Ross: “If you talk to the Crown Estate, their focus is very much around: ‘You will leave the site in the same pristine state that you found it in.’ But if you talk to the owner-operators, their view is, well, we cut the piling, leave the cables and we’re off.’
“This has huge ramifications including cost and ecological impact. If we start to do that work now, by the time 2023-25 comes along, we will understand where the cost strategy needs to be and can start to introduce innovation and cross-sector understanding, especially from the oil and gas and nuclear sectors, to actually bring those costs down.
“If you look at it from an operations and maintenance perspective, 10-12 years ago you had a high output for O&M but then there was a massive drive to keep those costs down to a more acceptable level. The same needs to happen with decom, but there are these other ramifications, not least ecological.
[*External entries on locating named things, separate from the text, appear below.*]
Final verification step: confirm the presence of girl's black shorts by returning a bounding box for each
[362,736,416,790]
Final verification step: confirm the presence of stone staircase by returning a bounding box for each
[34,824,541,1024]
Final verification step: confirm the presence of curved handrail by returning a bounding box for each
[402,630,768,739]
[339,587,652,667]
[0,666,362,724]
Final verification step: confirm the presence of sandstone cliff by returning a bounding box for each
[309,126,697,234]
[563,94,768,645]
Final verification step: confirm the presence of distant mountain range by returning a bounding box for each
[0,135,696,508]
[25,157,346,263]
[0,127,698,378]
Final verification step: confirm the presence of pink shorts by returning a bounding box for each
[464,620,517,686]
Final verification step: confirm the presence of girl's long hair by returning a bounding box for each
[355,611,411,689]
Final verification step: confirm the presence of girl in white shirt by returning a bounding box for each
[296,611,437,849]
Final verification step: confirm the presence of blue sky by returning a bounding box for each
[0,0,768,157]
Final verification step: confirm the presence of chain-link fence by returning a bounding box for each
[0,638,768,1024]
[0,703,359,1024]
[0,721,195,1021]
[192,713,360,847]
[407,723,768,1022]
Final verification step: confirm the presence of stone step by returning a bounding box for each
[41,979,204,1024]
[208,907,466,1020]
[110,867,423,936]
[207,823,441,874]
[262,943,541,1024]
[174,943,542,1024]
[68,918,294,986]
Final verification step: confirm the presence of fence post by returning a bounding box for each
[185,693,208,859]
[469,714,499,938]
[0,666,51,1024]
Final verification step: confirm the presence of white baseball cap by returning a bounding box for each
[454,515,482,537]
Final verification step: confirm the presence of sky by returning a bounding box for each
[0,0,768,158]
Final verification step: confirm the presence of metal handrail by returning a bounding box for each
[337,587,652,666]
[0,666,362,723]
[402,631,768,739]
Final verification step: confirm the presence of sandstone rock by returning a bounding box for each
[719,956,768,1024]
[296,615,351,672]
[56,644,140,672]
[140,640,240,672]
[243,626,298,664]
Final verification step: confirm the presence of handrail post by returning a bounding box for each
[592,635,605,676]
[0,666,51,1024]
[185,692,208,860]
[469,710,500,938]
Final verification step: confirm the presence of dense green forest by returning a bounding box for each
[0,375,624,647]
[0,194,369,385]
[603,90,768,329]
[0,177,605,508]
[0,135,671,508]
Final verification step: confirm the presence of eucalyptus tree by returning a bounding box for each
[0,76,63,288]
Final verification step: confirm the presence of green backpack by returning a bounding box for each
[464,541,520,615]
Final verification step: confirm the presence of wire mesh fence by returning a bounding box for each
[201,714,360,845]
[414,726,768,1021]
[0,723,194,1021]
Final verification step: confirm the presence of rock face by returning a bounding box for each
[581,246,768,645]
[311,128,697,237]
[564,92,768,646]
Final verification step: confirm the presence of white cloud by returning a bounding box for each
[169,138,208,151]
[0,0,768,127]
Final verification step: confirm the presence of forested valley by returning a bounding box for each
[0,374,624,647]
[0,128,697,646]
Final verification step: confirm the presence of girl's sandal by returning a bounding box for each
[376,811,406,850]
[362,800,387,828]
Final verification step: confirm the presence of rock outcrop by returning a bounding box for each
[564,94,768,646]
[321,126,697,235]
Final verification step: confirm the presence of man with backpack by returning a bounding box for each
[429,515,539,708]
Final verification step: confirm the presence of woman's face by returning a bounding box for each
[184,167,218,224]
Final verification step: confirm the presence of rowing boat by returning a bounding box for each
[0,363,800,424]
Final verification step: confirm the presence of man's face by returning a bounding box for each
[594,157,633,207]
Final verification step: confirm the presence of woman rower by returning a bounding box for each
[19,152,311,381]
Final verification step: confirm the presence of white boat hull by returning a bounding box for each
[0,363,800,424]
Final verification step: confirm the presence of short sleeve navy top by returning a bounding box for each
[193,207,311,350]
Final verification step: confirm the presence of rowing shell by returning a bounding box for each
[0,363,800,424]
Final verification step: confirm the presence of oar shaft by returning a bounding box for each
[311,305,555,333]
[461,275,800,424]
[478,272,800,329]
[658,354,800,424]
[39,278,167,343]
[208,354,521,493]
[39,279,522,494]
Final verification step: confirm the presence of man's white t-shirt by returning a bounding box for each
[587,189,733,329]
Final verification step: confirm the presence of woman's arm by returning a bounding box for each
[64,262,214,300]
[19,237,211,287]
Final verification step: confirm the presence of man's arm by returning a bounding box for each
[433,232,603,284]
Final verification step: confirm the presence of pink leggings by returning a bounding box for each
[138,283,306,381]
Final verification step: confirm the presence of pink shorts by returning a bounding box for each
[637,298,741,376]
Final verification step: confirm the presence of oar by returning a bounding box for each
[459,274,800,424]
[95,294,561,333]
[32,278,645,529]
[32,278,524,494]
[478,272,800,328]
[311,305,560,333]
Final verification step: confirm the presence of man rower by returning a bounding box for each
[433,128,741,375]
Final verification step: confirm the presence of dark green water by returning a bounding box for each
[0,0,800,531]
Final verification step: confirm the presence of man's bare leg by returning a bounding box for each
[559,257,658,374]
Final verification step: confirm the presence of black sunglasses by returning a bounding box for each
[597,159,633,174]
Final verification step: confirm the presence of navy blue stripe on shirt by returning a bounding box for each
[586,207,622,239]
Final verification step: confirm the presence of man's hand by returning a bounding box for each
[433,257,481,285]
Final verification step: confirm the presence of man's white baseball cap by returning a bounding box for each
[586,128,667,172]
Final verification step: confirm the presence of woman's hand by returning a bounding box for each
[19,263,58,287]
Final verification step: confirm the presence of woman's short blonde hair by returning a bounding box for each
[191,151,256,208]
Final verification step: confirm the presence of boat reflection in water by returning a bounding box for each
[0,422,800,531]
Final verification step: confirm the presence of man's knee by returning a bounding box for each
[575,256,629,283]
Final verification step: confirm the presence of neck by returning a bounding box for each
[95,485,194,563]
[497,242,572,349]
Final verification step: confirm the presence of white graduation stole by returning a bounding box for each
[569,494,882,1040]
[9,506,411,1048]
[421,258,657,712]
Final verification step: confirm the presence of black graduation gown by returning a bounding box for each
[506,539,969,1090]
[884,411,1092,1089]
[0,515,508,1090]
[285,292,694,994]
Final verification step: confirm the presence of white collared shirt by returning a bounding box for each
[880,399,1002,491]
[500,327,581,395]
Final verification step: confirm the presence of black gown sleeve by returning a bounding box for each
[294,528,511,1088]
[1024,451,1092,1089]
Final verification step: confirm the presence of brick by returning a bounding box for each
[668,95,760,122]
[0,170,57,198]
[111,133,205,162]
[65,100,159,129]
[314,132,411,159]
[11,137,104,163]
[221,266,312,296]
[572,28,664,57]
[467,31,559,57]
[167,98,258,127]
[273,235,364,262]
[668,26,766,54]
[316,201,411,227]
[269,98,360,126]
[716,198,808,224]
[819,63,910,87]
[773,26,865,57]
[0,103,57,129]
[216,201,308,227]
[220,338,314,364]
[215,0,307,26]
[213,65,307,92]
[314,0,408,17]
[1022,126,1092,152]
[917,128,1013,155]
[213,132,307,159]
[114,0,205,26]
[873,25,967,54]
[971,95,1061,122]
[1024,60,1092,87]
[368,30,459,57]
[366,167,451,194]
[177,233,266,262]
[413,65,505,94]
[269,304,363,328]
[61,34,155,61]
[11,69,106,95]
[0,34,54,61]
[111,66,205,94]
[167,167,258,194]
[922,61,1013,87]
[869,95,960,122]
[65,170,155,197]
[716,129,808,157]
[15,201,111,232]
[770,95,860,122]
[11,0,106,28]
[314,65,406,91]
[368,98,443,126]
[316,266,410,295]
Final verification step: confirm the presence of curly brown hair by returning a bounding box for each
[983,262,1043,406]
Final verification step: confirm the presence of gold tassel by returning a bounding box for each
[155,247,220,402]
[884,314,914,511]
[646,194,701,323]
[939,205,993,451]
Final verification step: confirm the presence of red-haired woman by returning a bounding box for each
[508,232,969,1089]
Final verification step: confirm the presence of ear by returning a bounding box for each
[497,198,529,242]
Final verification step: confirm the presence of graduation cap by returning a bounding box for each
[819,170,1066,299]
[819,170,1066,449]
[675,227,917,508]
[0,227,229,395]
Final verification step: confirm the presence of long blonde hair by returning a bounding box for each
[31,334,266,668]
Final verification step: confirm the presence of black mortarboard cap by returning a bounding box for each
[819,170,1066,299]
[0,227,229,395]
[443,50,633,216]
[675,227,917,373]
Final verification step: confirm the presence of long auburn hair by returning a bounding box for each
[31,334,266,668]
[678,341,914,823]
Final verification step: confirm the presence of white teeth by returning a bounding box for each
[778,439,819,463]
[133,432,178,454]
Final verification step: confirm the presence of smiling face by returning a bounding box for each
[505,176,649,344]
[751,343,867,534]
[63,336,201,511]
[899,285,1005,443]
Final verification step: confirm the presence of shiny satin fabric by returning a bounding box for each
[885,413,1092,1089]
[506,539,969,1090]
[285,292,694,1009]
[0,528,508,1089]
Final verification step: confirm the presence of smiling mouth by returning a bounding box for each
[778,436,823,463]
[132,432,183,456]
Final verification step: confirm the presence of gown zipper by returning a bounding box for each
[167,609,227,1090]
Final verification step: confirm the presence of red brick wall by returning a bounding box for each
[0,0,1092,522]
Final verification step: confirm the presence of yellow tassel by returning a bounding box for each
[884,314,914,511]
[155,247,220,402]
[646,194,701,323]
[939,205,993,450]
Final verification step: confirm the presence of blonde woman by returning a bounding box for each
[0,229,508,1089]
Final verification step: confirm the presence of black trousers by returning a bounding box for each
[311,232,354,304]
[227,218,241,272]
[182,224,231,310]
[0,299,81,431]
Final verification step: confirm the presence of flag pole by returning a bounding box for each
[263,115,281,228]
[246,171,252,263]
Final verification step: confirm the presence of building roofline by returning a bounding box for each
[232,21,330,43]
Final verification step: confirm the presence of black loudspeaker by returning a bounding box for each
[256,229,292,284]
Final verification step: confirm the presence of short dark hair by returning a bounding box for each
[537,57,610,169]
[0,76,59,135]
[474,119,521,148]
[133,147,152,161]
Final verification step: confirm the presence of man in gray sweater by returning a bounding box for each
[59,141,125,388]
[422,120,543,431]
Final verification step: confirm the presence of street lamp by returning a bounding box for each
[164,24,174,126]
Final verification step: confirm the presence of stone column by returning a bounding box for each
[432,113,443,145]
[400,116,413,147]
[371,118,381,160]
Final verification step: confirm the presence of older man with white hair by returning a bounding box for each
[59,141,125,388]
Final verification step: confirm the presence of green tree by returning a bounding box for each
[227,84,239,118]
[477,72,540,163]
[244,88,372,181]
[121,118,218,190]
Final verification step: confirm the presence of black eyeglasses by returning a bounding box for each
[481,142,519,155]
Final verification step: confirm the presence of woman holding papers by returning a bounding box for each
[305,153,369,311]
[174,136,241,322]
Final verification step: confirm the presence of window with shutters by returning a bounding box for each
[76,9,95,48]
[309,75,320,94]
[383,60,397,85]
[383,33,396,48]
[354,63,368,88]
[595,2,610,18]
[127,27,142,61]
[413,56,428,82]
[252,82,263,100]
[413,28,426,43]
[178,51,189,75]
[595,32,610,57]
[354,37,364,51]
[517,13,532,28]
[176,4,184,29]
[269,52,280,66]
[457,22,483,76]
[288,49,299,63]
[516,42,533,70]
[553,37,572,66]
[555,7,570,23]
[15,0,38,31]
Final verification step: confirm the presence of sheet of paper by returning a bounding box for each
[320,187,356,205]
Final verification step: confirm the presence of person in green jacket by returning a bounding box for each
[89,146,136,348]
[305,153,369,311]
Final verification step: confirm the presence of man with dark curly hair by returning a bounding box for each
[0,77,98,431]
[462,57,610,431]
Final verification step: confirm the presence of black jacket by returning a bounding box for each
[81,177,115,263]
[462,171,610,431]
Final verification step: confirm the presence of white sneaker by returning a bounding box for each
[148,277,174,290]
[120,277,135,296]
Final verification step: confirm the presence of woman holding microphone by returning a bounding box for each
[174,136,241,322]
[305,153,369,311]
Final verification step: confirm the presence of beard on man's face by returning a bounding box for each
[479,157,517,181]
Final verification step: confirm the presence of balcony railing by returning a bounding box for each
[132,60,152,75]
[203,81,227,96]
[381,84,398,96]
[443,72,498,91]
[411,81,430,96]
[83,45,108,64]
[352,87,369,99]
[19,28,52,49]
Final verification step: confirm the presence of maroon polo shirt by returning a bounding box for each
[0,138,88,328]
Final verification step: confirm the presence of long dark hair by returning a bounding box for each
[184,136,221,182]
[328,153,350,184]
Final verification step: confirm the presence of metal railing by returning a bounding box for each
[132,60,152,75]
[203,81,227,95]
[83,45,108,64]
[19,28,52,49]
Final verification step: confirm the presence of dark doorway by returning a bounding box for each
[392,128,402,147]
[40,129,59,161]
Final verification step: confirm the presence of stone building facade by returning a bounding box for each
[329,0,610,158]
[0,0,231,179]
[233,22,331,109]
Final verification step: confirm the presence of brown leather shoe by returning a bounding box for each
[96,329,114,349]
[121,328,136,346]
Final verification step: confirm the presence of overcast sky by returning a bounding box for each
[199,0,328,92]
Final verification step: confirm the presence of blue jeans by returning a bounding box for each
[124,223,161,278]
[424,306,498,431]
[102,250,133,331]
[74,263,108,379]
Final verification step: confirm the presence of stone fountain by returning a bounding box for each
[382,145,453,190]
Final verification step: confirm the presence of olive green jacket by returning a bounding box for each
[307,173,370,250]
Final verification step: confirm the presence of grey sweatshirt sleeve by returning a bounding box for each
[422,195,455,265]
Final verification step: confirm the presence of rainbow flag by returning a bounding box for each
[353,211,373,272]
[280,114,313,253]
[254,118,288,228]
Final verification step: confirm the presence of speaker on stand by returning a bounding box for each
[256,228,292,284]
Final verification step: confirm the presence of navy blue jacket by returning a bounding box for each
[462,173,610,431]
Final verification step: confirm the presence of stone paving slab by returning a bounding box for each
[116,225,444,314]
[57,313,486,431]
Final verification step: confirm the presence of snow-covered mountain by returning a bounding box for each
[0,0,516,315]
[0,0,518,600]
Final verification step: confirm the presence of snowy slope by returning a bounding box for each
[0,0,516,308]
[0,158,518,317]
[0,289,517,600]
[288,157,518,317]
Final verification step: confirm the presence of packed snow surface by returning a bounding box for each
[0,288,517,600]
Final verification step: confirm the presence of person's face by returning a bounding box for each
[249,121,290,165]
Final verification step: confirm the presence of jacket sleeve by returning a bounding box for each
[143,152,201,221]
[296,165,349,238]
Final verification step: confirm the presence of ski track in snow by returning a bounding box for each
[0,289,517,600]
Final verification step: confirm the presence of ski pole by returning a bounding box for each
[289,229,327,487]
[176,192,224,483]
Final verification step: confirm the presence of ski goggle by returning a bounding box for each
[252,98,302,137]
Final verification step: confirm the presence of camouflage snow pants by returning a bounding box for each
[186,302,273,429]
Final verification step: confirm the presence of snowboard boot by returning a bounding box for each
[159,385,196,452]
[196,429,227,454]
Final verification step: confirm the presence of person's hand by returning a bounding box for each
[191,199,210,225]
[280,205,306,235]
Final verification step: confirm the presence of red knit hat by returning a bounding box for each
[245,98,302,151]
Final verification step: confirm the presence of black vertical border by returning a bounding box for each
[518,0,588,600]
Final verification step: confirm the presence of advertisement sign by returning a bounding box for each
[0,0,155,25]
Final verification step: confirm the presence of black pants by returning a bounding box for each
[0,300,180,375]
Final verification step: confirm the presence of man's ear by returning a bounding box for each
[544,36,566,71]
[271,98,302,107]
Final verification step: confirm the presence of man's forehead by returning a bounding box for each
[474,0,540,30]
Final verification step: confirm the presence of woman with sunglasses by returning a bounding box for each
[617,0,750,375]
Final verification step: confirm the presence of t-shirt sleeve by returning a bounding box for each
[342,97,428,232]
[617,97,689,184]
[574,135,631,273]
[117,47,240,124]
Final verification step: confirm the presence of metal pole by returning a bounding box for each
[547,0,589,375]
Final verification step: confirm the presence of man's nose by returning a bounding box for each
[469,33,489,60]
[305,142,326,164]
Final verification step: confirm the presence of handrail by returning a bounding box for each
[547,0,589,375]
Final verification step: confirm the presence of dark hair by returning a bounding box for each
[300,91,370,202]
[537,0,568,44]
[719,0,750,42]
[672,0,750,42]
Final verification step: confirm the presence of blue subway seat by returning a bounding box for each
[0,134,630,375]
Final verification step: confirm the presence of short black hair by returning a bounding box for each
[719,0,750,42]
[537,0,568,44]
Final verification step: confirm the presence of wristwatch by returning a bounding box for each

“We know the heat coming off wind farm cables is creating localised marine environments which would not normally have been there, such as mussel and oyster beds.
“Obviously, if you turn the cables off, that heat register drops and therefore you can end up with that ecosystem reversing.
“There’s also the fact that, when you look at the wider recycling element, you end up in the situation where, on one level, we are talking about taking down for disposal the blades which may be 14 tonnes of composites, wood, steel and other elements while, at the same time, potentially leaving the cables on the seabed where we have no real understanding of the impacts of the plastics, lead, copper and other associated materials on that environment.
“Those sort of questions are really where our focus is.”
Ross warned that it is important that the industry gets a proper grip on the issues and impacts.
He adds: “Because there hasn’t yet been a structured debate around how and what the impacts are for the sector and government, if we leave it too late, we’re going to have an almighty bun-fight as to how it will all work.
“Our view is simple – short-circuit that, and establish best-practice and standards at an early stage so that the industry will be able to conduct its decommissioning properly.”